Hello PyMC Community,

I am analyzing a dataset for Regression Discontinuity Design where the dependent variable, y, represents the fraction of students at each unique score who rated their experience of taking an exam remotely above 4, i.e., above ‘somewhat satisfactory’. The independent variable, x, corresponds to these unique scores. However, my data includes exact 0s and 1s, for instances where all students at a performance level either rated below or entirely above 4. I have 2 questions:

  1. Given that y can be exactly 0 and 1 as well as fractional values in between, it is suitable to consider this as a straightforward probability distribution? If so, are there specific transformations you would recommend for y so I can model this using a Beta regression model? Currently, my beta regression model does not converge due to presence of these boundary values.

  2. If you think it is a straightforward probability distribution, what regression model would best suit this data, especially given the presence of 0 and 1 values? Perhaps a Zero-and-One inflated Beta distribution? If so, is there an existing PyMC tutorial on such model that might help?

I appreciate any insights or suggestions.

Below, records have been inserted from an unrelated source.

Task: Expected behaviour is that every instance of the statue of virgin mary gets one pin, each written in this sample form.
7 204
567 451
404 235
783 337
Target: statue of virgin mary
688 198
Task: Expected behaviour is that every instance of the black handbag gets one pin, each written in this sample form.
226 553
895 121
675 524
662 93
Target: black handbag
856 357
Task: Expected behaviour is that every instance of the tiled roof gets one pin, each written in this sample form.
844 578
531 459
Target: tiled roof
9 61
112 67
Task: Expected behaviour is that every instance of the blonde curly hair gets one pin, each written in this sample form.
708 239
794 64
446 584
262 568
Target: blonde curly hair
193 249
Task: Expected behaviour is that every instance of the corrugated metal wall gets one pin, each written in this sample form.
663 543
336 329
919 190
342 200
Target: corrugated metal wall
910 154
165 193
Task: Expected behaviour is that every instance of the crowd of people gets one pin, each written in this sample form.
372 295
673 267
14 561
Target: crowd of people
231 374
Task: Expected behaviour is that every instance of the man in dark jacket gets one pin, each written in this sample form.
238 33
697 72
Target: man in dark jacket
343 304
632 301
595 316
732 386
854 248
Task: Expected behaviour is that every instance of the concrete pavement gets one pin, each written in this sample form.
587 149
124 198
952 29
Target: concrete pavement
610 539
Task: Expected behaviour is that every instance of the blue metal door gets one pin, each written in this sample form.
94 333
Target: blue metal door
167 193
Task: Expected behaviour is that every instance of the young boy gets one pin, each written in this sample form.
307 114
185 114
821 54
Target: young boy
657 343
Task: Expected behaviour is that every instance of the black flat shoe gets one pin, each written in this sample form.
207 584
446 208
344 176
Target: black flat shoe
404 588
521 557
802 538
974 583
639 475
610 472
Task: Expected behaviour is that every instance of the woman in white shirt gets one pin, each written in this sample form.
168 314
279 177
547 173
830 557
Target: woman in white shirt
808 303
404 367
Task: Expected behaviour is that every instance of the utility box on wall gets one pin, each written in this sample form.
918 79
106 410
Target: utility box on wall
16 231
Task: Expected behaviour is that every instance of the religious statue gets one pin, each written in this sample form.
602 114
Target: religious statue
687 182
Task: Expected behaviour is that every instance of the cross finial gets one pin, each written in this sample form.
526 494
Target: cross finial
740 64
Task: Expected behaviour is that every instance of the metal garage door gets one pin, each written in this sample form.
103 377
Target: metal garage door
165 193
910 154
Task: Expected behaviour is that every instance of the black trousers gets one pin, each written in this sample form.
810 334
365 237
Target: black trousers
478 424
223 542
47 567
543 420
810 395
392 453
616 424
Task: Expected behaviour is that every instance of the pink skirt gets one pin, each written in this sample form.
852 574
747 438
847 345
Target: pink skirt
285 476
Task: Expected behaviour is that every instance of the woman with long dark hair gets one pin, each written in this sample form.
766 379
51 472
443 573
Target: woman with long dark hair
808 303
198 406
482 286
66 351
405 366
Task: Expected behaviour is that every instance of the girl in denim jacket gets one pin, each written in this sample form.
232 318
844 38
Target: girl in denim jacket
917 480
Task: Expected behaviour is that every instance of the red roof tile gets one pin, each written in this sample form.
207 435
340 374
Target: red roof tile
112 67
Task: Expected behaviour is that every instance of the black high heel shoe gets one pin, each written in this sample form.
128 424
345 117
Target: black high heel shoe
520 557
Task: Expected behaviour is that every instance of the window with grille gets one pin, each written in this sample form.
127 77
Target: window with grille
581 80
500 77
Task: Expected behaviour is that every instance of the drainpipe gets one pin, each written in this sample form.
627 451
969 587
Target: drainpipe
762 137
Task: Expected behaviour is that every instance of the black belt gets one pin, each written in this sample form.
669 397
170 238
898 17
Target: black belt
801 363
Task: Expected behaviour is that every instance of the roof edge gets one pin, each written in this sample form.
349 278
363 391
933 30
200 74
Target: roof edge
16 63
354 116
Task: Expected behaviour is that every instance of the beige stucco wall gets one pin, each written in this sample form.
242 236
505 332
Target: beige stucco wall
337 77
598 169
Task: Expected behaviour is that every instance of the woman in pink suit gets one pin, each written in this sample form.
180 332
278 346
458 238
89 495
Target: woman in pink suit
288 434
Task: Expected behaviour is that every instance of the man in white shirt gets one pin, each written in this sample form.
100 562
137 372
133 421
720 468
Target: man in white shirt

I have attached a simulated data that illustrates the issue below. The independent variable i.e. test_performance values have been centered at 0 based on an observed discontinuity at 4. The threshold variable represent treatment assignment. Fractions is the dependent variable
simulated.csv (1.2 KB)

You could try a LogisticNormal, which is expit(Normal). It lies between zero and one, and admits boundary values. It’s also parameterized by mu and sigma, which might be more familiar to work with than the beta distribution parameters (the scale doesn’t influence the location).

1 Like

For the zeros-ones you can either model them separately, or create a Mixture similar to how Hurdle Mixtures are implement in PyMC with components = [pm.DiracDelta.dist(0), pm.Truncated.dist(..., lower=0 + eps, upper=1-eps), pm.DiracDelta.dist(1)], where 0/1 +- eps are the smallest value you can register above 0 or below 1.

Either way, you will have to decide how to parametrize the weights, which inform the probability of observing 0, 1 or something in between.

1 Like

Thanks @jessegrabowski and @ricardoV94 for your suggestions. I will try them and report back.